MADEYOULOOK and Keleketla! Library address problems of dispossession and neglect in South Africa while being mindful about how other ways of world-understanding can come into play. In the case of Keleketla! Library, this takes form in lobbying the government, proposing urban rehabilitation strategies and cleansing a neglected heritage site through a musical performance; and for MADEYOULOOK, in honouring Black growing traditions and creating inclusive historical frameworks while being mindful of ancestral relationships to land.

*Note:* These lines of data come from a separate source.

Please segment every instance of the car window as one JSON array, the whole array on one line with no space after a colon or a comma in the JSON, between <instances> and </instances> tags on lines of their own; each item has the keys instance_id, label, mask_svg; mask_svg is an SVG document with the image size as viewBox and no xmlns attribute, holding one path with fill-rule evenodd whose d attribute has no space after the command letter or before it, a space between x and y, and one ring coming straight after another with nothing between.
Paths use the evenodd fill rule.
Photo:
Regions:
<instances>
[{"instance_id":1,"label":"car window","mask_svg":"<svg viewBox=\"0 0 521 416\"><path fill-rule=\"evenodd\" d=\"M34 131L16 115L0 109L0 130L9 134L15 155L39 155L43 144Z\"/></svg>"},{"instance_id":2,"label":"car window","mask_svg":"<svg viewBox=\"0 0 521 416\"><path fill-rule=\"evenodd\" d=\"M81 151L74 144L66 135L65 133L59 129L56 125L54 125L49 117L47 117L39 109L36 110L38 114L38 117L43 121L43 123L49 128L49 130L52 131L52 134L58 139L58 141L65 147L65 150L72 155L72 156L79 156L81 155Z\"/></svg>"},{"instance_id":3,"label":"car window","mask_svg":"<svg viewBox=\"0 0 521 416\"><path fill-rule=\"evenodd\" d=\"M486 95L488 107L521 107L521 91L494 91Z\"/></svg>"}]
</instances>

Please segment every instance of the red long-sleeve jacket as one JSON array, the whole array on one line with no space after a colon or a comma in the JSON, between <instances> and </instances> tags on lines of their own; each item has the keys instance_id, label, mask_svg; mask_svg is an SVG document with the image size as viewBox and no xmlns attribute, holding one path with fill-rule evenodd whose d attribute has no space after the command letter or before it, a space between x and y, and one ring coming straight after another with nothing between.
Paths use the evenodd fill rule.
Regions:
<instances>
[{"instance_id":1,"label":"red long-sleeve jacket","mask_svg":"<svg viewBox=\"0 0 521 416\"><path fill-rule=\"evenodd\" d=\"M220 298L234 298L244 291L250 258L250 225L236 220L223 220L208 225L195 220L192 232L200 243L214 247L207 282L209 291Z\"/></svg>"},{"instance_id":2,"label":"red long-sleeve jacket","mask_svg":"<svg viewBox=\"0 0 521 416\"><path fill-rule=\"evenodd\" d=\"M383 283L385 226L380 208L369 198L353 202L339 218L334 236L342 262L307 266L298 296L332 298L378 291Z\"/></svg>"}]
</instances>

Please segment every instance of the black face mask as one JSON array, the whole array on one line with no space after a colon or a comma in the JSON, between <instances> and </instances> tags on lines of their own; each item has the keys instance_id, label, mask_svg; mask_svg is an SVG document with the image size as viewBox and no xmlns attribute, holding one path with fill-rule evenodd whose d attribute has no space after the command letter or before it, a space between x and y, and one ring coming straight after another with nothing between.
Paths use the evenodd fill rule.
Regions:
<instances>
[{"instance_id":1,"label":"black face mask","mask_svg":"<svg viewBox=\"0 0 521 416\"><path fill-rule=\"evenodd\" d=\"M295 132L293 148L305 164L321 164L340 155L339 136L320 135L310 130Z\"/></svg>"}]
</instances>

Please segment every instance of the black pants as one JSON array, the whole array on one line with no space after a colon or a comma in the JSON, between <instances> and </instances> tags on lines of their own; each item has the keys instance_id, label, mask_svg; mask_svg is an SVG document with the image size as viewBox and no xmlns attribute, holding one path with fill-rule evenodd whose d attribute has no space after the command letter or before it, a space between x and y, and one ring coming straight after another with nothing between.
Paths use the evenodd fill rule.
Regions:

Because the two interdisciplinary projects understand administrative-concrete-geographic issues as compatible with matters of the spiritual realm, their thoughts on contemporary urgencies are not only practical, but also poetically grounded. In their work, one can recognize a way of being in the world where long-term relationships are privileged over extractive, once-off encounters. It is precisely how they relate with the communities with whom they work what makes their art so impactful. Through Keleketla! and MADEYOULOOK’s collective work, repair is possible.